Event



Astrophysics Seminar: How Well Can Cosmologists Do Astrophysics Using Line Intensity Mapping Observations?

Anirban Roy (NYU)
- | David Rittenhouse Laboratory, 4E19

In the last few decades, statistical analysis of cosmic microwave background (CMB) temperature fluctuations has established the standard model of cosmology with high precision. The next frontier lies in measuring the spectral shape of the CMB and other molecular and atomic line emissions from galaxies. Line intensity mapping (LIM) has emerged as a powerful tool in astrophysics, leveraging statistical analysis of integrated spectral line emissions originating from distant star-forming galaxies. In this seminar, I will provide a basic overview of the origin of molecular and atomic lines and discuss how current and future LIM experiments are poised to measure the intensities of these lines.
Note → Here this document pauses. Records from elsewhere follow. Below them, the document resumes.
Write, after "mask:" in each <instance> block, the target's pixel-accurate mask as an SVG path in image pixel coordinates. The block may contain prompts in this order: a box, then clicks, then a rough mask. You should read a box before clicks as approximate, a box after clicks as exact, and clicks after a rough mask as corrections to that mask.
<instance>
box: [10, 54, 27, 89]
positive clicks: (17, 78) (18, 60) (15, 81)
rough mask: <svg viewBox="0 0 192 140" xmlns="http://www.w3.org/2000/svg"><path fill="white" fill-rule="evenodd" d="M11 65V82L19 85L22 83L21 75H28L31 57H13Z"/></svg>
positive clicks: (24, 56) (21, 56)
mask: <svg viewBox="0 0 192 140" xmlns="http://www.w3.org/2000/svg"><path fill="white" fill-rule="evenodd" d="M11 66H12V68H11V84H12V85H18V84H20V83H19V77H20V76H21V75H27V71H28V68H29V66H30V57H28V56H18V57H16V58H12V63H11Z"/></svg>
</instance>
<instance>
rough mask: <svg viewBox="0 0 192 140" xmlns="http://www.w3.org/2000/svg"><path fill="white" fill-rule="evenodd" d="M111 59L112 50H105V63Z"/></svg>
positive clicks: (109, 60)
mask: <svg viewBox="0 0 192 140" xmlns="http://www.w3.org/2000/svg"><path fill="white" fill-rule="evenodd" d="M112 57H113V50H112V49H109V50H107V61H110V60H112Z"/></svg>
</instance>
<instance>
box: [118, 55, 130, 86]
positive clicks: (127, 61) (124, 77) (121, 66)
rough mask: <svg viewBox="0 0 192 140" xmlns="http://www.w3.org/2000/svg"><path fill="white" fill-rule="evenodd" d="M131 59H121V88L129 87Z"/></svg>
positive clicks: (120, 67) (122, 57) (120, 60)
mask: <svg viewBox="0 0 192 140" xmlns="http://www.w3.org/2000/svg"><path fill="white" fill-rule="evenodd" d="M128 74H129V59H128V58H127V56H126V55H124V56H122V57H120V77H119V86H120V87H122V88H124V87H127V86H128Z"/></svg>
Additionally, I will illustrate several cross-correlation techniques between the LIM signal, galaxy surveys, and the 21 cm signal, which probe the physical properties of late-time structure formation and galaxy evolution. Finally, I will highlight our recent results on the detection of CO(3-2) molecular emission from galaxies at z~0.5, achieved by stacking galaxies from the Sloan Digital Sky Survey (SDSS) onto CO maps generated from Planck data.